Kegiatan tersebut dibuka dengan sambutan Kepala Kejati Kepri, J. Devy Sodarso, yang juga menjadi pembicara kunci. Hadir pula narasumber utama yakni Ketua Pengadilan Tinggi Kepri H. Ahmad Shalihin, Wakil Kepala Kejati Kepri Irene Putrie, serta Ketua Prodi Magister Hukum Universitas Riau Kepulauan, Dr. Alwan Hadiyanto. Diskusi dipandu oleh Lia Nuraini dari Fakultas Hukum UMRAH.
Ketua Panitia sekaligus Asisten Bidang Tindak Pidana Umum, Bayu Pramesti, menyampaikan bahwa seminar ini diikuti sekitar 250 peserta dari berbagai kalangan, mulai dari aparatur pemerintah, penegak hukum, advokat, akademisi, mahasiswa hingga jurnalis. Menurutnya, kegiatan ini digelar serentak secara nasional di seluruh kejaksaan tinggi sebagai rangkaian HUT Kejaksaan RI.
Dalam paparannya, Kajati Kepri menegaskan bahwa penegakan hukum saat ini tidak bisa hanya berhenti pada pemidanaan pelaku. Pemulihan kerugian negara serta perlindungan masyarakat juga harus menjadi prioritas. Ia menilai pendekatan Follow the Asset dan Follow the Money merupakan strategi penting, khususnya dalam kasus korupsi dan kejahatan ekonomi.

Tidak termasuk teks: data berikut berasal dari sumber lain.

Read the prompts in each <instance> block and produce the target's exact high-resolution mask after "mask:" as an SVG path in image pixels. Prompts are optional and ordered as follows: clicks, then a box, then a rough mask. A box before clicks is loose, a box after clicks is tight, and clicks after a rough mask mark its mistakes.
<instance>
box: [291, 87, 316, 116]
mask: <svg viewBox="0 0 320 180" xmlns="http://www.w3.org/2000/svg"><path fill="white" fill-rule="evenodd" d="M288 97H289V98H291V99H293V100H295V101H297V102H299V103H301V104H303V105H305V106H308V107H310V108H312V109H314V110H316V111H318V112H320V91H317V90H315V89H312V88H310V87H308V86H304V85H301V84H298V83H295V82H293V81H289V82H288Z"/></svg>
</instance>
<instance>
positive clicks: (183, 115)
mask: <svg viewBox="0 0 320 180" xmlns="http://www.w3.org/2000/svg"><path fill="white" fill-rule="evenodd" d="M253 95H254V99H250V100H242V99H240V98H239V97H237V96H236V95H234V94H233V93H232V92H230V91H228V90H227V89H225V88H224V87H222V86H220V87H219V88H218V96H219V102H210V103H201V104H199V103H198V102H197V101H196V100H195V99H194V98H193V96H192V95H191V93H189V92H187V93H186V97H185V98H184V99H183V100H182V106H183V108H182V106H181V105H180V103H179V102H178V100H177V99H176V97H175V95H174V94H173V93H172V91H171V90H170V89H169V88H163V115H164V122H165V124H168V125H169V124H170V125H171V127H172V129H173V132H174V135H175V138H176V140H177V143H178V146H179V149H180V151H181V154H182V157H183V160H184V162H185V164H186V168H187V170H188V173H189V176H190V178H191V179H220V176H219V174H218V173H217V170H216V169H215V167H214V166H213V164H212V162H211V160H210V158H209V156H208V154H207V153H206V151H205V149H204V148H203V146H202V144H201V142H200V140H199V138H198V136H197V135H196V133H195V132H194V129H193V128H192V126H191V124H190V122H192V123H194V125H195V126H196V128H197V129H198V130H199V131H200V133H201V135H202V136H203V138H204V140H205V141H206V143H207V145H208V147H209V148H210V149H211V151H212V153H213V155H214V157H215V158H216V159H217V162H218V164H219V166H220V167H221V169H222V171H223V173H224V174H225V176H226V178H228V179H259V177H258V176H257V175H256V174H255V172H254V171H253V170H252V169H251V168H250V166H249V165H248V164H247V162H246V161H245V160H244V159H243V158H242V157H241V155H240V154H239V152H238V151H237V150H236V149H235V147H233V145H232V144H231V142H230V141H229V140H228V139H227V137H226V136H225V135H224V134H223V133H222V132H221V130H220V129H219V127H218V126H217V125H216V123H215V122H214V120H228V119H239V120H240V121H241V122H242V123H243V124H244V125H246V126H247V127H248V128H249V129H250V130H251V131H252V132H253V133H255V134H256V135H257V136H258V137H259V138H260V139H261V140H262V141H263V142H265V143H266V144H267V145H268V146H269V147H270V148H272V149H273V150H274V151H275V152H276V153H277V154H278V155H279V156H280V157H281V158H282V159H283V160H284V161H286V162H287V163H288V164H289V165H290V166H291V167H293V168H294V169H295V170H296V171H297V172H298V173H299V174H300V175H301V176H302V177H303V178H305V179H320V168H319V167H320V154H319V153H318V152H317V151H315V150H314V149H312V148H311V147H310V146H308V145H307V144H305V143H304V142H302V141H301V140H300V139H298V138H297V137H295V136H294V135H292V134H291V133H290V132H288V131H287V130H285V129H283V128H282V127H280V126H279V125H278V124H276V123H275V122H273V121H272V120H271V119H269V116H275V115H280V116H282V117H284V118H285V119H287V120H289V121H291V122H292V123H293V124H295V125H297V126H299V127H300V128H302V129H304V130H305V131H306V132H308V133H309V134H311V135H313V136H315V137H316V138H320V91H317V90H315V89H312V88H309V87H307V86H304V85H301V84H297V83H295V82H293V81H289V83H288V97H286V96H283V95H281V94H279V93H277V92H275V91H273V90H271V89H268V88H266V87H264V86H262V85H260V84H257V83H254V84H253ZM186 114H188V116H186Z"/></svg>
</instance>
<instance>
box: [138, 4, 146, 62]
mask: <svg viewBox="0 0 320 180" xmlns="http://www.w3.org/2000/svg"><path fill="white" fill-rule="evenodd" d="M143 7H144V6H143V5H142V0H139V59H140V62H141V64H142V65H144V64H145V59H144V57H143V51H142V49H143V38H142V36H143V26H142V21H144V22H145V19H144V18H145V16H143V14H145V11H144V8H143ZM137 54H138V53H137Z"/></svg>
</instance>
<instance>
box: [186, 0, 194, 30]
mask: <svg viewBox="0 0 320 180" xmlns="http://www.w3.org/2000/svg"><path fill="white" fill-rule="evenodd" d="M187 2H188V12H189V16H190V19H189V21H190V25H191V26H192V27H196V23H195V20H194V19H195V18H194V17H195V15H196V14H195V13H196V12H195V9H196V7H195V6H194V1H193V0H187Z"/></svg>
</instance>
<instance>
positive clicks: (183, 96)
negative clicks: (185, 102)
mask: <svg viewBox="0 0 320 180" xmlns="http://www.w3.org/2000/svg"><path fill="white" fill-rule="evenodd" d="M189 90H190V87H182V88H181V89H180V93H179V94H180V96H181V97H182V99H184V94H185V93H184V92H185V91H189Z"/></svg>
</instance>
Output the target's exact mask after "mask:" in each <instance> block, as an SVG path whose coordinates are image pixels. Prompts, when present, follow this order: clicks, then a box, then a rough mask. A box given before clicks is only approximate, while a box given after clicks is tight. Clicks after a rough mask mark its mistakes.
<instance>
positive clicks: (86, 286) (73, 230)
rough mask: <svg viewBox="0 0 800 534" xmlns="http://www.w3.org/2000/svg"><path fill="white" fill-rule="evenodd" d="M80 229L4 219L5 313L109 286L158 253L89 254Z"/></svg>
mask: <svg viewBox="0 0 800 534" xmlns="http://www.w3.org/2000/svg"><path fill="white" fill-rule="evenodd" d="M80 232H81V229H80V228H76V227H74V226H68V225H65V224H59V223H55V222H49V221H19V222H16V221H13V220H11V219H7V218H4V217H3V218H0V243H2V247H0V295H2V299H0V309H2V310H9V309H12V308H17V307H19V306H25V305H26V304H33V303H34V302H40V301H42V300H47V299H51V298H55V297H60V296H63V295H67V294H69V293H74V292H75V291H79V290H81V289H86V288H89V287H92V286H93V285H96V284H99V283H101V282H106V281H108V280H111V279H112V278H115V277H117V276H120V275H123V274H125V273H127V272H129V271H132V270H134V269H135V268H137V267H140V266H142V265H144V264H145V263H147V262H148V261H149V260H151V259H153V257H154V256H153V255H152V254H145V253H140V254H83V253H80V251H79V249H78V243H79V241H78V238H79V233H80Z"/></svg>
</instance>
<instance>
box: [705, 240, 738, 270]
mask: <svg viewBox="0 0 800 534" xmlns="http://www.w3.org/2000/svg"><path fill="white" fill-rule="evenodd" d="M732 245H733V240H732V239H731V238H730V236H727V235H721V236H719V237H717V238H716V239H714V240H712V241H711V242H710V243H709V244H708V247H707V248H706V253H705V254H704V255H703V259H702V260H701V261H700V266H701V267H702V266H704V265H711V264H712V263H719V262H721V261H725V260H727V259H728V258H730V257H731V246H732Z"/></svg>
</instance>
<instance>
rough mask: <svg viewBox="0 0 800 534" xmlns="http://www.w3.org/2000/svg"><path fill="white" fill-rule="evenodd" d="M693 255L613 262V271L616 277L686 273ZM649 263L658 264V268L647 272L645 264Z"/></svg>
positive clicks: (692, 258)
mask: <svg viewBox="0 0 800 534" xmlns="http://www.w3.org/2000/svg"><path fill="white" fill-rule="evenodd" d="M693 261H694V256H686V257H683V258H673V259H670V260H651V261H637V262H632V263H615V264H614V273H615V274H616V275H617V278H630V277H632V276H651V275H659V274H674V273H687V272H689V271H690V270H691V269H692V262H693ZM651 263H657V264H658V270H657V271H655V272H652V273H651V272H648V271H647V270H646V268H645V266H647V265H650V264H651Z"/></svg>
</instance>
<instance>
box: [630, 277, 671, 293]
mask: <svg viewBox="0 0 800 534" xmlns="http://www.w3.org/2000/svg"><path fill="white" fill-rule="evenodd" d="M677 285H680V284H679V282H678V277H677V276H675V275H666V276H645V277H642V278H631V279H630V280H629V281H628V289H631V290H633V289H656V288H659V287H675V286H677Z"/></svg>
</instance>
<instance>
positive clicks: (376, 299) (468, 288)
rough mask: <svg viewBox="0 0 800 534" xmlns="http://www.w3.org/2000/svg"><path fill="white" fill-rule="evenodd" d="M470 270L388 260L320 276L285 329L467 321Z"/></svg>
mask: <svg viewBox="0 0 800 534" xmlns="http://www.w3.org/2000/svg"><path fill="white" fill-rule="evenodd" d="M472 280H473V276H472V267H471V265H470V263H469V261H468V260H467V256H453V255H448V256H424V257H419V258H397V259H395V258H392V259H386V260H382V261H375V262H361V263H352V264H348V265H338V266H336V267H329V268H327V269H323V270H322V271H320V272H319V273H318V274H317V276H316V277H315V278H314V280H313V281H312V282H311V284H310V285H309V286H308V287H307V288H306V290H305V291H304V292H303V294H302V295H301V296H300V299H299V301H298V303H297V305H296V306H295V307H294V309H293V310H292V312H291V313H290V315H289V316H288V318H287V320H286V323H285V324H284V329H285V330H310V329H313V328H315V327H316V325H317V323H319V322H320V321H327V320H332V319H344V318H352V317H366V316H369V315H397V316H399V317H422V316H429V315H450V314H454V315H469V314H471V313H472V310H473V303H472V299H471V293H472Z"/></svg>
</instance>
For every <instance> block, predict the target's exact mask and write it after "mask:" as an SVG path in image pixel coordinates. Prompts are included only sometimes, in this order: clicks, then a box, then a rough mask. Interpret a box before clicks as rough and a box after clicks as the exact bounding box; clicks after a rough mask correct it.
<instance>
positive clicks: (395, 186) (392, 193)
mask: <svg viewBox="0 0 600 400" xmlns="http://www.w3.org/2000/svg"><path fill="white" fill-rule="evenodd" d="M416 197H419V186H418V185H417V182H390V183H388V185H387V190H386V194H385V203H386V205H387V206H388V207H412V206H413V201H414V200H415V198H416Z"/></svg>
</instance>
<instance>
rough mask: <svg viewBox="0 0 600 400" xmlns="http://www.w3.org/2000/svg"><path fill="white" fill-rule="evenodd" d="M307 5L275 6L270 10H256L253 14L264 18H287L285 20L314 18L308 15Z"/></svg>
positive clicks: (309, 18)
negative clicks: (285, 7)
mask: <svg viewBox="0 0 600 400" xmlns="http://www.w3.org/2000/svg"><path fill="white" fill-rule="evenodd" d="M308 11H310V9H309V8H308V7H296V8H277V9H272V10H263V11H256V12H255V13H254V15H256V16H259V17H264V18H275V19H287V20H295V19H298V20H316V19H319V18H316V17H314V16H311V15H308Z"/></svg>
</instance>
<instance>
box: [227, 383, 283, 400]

“Deferred Prosecution Agreement (DPA) bukanlah bentuk pembebasan, tetapi sarana untuk mengembalikan aset negara, mendorong kepatuhan hukum, serta mencegah tindak pidana berulang,” ujarnya.
Kajati juga menyebut empat alasan perlunya DPA di Indonesia, yaitu: sesuai dengan nilai Pancasila, memenuhi komitmen internasional pasca ratifikasi UNCAC 2003, mengatasi keterbatasan mekanisme perampasan aset yang ada, serta mendorong korporasi menerapkan tata kelola yang baik.
Narasumber lainnya, Ketua PT Kepri Ahmad Shalihin, menilai DPA sebagai instrumen yang dapat memulihkan kerugian negara tanpa harus menjatuhkan vonis yang berpotensi menghancurkan korporasi. Meski KUHP belum mengatur secara tegas, mekanisme ini dinilai sejalan dengan prinsip keadilan restoratif.
Sementara itu, Wakajati Kepri Irene Putrie menekankan pentingnya pelacakan aliran dana dan aset hasil kejahatan lintas sektor, mulai dari korupsi, perbankan, perpajakan, hingga tindak pidana siber. Ia juga menyinggung praktik internasional seperti kasus Alstom, Innospec, dan Garuda Indonesia yang membuktikan pentingnya kerja sama antarnegara dalam repatriasi aset.
Adapun Dr. Alwan Hadiyanto menutup sesi pemaparan dengan menyoroti DPA dari perspektif Economic Analysis of Law. Menurutnya, instrumen ini memungkinkan efisiensi penegakan hukum, karena tidak hanya menghukum pelaku, tetapi juga memastikan keuangan negara pulih dan tata kelola korporasi membaik.
Acara ditutup dengan sesi tanya jawab interaktif, yang diikuti dengan antusias oleh peserta. Sejumlah pejabat daerah dan perwakilan instansi hadir, termasuk unsur kepolisian, bea cukai, imigrasi, BP Batam, BP Bintan, hingga organisasi advokat. Kegiatan juga disiarkan secara daring dan diikuti oleh pegawai kejaksaan di seluruh kabupaten/kota di Provinsi Kepulauan Riau.